Applications
Fundamental advantages of RAMCloud for an application
- Any data access other than local RAM will be faster with RAMCloud (even ~75-85us with SSD)
- Enables very high rates of queries, at least an order of magnitude faster than MySQL per box
- People have reported O(20,000) for MySQL, probably really basic cached queries
- More complex will likely be significantly slower, and if anything has to come from disk your of course hosed
- As a consequence of the above, app writers can feel free to write dependent sequential queries if needed and it will still be fast
- A con to this is to get similar functionality to today you may actually have to write sequential dependent queries
- _Potentially_ no need to name every one of your queries and deal with synchronization when interacting with a cache layer like Memcached
- No performance dependency on locality
- Persistence when compared to memcached
- Easy scalability
- Less complexity than MySQL + Memcached
Lets consider some application categories that run in a datacenter/cloud setting:
- Synthesizing Hardware (Cisco, Nvidia)
- Cpu bound?
- Not much disk access?
- Could it page memory to ramcloud?
- Rendering (Pixar, ILM, Disney)
- Cpu bound?
- Dataset may be too large
- Possible speedup for grabbing textures?
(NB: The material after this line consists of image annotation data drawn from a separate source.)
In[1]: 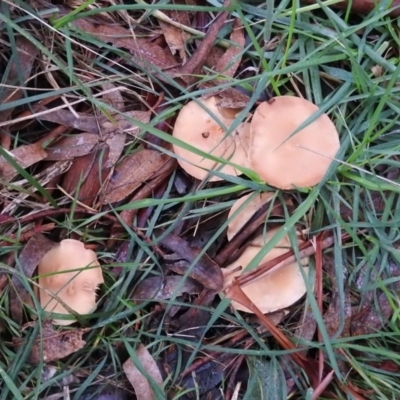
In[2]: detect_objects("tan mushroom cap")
[249,96,340,189]
[223,228,308,314]
[226,192,274,240]
[38,239,104,325]
[173,96,250,181]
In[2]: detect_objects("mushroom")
[248,96,340,189]
[38,239,104,325]
[226,192,274,241]
[223,228,308,314]
[173,96,250,181]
- Would this help a client machine manipulating the scene?
- Simulation (weather, nuclear)
- Cpu bound?
- Any need for shared storage?
- Transactional (stock exchange, banks, credit card processing)
- Must be a 'to disk' component here including sync, could be a win
- Online component here, ie fraud detection
- MapReduce, batch processing
- Could be interesting, depending on the dataset size
- Is this an existing Pain Point?
- Could allow the use of 'online' data
- Web related
- Content Delivery (CDN)
- Pages requiring many low-locality queries returning small (define) sized data (Facebook, Myspace, Google, Yahoo, Ebay, etc)
- Pages requiring many high-locality (or small dataset) queries returning small (define) sized data (CNN, Slashdot)
- Pages consisting primarily of static content (Microsoft, IMDB, etc)
- Raw Storage
Of the top 20 websites, these could likely largely benefit from RAMCloud
- Yahoo
- YouTube (not the video part)
- Windows Live
- MSN (how much is static and just cached?)
- Wikipedia (maybe?)
- Blogger.com
- Myspace
- Baidu (Chinese search engine)
- Yahoo Japan
- Google India
- Google Germany
- Google France
- Google UK
- WordPress.com
Concensus built around the following applications:
- Pages requiring many low-locality queries returning small (define) sized data (Facebook, Myspace, Google, Yahoo, Ebay, etc)
- Something in the highly transactional space (visa,paypal,etc) possibly involving live data, ala fraud detection
- MapReduce, where you could run on live data, and/or not need to worry about shuffling data around inbetween machines to speed it up
- Raw storage, as suggested by John